I got to see what can only be described as a "photo pour." A editor works in a smallish room with her two assistants as if sitting on a rope bridge over an Andean river gushing fat with spring run off. The photos pass before her in the thousands. She is charged with making choices that she will pass upward to her editor, the editor of Allure Magazine.
I felt like shouting, "What about that one? Hey, what if you missed that one!" Ok, sure, I suffer Monk-like indecision. ("These socks or these ones?") So this is bound to impress me. But as the photos poured past us, my anxiety grew. How can the editor be sure she doesn’t want that batch. And more pressingly, how can she spot the one photo she wants as it races by? The ratio of churn to choice must be something like 2000 to 1. How can she know?
Yes, maybe it’s a matter of Gladwell’s Blink. It is also a matter of Bateson’s Ecology of the Mind. This editor’s powers of pattern recognition are porous. She has been trained, prepped by her editors, and recalibrating by last night’s 60 Minutes and this morning’s New York Times. Conscious choices are constantly being fed into the unconscious field. Most blinks start as a wink (and an editorial nod) from someone or something. This editor is programmed and self programming.
What’s weird is that the editor is not just choosing good photographs. The photos she choses have the ability to arrest our attention and program us. Ah, yes, that photo captures the celebrity of the moment, and exactly how and why she is the celebrity of the moment. Ah, here’s a photo that captures the trend that matters now, and yes, that photo helps show me what makes the trend compelling. This editor is choosing photographs that diminish the noise of contemporary culture and make good on every Conde Nast magazine’s promise: that the reader is now a little more calibrated, a little more part the loop, and a little less overwhelmed by the Andean rush of contemporary life. By choosing photographs, this editor is, in a much better than trivial sense, choosing us.
The Frank Gehry cafeteria was a revelation of its own. As if to satisfy my fondest hope of a celebrity sighting, there at the "first table" was Anna Wintour, the editor of Vogue. As luck would have it, Ms. Wintour was surveying the room. Now it was in the Renaissance, a very big deal for anyone at court, to fall, even for a moment, within the gaze of a monarch. Did I pass muster? Hard to know. For the record, I was wearing a black mock turtle neck, gray flannel pants, while carrying a briefcase, a green apple and a bottle of Root beer. I wish now that I had been juggling the latter but you can’t have everything. But I feel certain I made an impression. I mean who wears gray flannel pants these days?
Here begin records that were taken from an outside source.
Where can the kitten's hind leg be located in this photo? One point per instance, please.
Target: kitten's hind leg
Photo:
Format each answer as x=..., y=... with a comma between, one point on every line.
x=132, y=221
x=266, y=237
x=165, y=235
The restaurant is a kind of cafeteria, a good cafeteria to be sure, the best company food in the city, so they say at Conde Nast. And this means that people have to stand in line. And this means they have plenty of time to scope one another out. This is a "gaze economy" of major proportions.
It’s a slightly anxious place, because a) everyone looks fabulous, except of course your devoted anthropologist and, b) they are engaged in the activity that threatens their fabulousness, eating. This is a world in which a carrot stick counts as calorie loading.
Design to the rescue. Or at least Mr. Gehry to the rescue. As you leave the cafeteria, you pass a running, reflective wall that makes you look 10 pounds lighter. (This photograph, above, captures the line of the wall, but it has now been resurfaced with something silvery.) I will tell you in my mock turtle neck and my gray flannel pants, I had an anti-narcissistic moment, I can tell you, and resolved then and there to lose twenty pounds and ditch the flannels. I mean, really, who is that guy?